The university’s first professor of history, HERBERT BAXTER ADAMS came to Hopkins during its first year of operation in 1876 as a teaching fellow and went on to chair the History and Political Science Department. A foremost scholar of American history, he was a leader in the creation of the American Historical Association. Dr. Adams, who was known to quietly lend money to students in need, believed that the main principle of historical training was “to encourage independent thought and research.” Among his students were Frederick Jackson Turner, A&S 1890 (PhD), who went on to become a prominent historian–the first to assert the importance of the frontier in forming the American character–and Woodrow Wilson, A&S 1886 (PhD), who became the 28th president of the United States. Dr. Adams died in 1901.
Held by Nathan Connolly
NATHAN CONNOLLY writes about the interplay between racism, capitalism, politics, and the built environment in the twentieth century. His work pays special attention to people’s overlapping understandings of property rights and civil rights in the United States and the wider Americas.

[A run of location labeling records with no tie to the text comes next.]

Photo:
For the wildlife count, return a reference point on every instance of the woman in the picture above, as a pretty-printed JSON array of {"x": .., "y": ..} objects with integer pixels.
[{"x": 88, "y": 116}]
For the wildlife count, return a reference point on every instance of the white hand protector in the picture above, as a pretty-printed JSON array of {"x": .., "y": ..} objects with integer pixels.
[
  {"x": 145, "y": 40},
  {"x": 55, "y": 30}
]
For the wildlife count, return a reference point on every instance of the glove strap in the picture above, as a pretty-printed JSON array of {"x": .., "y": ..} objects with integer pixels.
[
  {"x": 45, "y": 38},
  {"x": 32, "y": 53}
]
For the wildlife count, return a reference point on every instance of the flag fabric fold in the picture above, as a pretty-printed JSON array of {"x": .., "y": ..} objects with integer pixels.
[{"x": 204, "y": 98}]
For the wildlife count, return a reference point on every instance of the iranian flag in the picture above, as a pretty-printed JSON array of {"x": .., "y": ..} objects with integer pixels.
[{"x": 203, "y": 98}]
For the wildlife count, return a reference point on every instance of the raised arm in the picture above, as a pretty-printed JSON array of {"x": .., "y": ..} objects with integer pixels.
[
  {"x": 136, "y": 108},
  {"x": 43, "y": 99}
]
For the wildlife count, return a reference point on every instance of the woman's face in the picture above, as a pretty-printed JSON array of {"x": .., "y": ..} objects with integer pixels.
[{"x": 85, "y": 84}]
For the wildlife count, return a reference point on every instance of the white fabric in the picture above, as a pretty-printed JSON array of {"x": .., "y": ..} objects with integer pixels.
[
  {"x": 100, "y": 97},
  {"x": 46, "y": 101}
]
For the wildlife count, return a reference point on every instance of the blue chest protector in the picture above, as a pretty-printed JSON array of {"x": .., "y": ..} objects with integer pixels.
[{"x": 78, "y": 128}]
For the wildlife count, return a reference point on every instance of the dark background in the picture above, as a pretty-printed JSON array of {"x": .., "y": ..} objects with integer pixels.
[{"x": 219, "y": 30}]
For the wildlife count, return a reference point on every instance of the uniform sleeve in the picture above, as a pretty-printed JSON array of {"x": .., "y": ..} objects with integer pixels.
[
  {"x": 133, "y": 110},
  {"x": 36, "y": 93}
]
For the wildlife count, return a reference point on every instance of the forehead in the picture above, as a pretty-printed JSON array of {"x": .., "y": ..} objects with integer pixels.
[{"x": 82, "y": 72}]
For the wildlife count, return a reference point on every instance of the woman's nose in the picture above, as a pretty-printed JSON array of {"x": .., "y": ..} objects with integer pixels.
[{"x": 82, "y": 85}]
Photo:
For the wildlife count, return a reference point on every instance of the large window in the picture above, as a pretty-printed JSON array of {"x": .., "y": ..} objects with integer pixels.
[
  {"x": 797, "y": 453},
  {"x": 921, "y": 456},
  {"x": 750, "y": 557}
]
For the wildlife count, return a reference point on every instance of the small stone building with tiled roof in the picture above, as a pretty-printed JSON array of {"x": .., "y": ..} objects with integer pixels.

His first book, A World More Concrete: Real Estate and the Remaking of Jim Crow South Florida, received, among other awards, the 2015 Liberty Legacy Foundation Book Award from the Organization of American Historians and the 2014 Kenneth T. Jackson Book Award from the Urban History Association. The book resuscitates older discussions of racism’s profitability by treating Jim Crow segregation in Greater Miami as a variation on the colonial and postcolonial practices afflicting tropical populations around the world. A World More Concrete also highlights never-before-seen conflicts between tenants, urban landlords, homeowners, politicians, and property managers over how best to profit from Native Americans, Caribbean migrants, working-class whites, and the black poor.
He is advancing, at present, two new book-length projects. The first is Four Daughters: An America Story. This collective biography covers three generations of a single family, following the lives of four women of color whose forbearers migrated from the Caribbean to the United States by way of Britain between the 1930s and 1990s. A genuinely Atlantic history, Four Daughters explores how immigrants of color and their children defined success in America during and after second-wave feminism, the civil rights movement, “right to work” politics, and the War on Drugs. His other book project expands on the intimate scale of Four Daughters to assess and synthesize broader trends, patterns, and processes. Black Capitalism: The “Negro Problem” and the American Economy offers the first sweeping account of how black economic success shaped the way Americans and immigrants understood the possibilities offered by capitalism in the United States. Apart from publishing in scholarly venues, Professor Connolly contributes frequently to public debates, including commentary for the New York Times and on various radio and television news outlets.